Variety announces that the film is about "a screenwriter (Farrell) struggling for inspiration for his script, "Seven Psychopaths," who gets drawn into the dog kidnapping schemes of his oddball friends (Rockwell and Walken). Things take a turn for the worse when a gangster's (Rourke) mutt goes missing."
Frankly with Martin McDonagh again directing Colin Farrell, I don't care what the movie is about. I don't care that Mickey Rourke appears to have sent his career right back into a tailspin. I have faith that, even if Rourke wants to take a dump on the set, McDonagh will be able to spin some gold out of it. And I know that he'll get good work out of Sam Rockwell and Christopher Walken. (A Behanding in Spokane, Martin McDonagh's most recent play, ran on Broadway with Sam Rockwell and Christopher Walken in the cast. McDonagh didn't direct that, however.)
And as much as I appreciate the vulgar humor of his last film — In Bruges has some of the most absolutely quotable dirty dialogue in the last five years — it is the fact that the film was quite sad and even soulful in addition to being crazy and funny. There is a sheen of comedy and gangster violence, but it's the stuff underneath that gives the movie life. Another director wouldn't be able to break you with the scene between Colin Farrell and Brendan Gleeson in the park in Bruges, but Martin McDonagh nailed it. I don't know if that blend of tone and depth is what he's aiming for with this second film, but my hopes are up.
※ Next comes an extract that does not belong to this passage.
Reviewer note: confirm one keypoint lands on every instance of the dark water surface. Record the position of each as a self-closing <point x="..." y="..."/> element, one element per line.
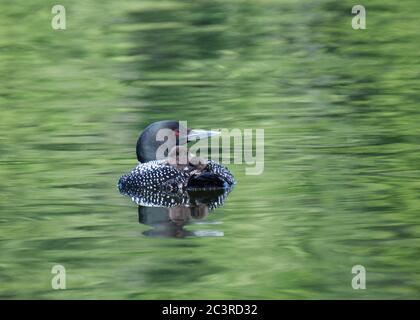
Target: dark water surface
<point x="340" y="110"/>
This isn't even a new project. If you read interviews around the time of In Bruges, you might remember that Martin McDonagh said things like this:
I've got a couple of film scripts that are ready to go. I'm not going to do anything with them for a couple of years, until I've traveled and had some fun. But there's one called Seven Psychopaths; if I do another film, that'll be it.
Here we are, three years later, and it is happening. A man of his word. I like that. And, obviously, I love this news.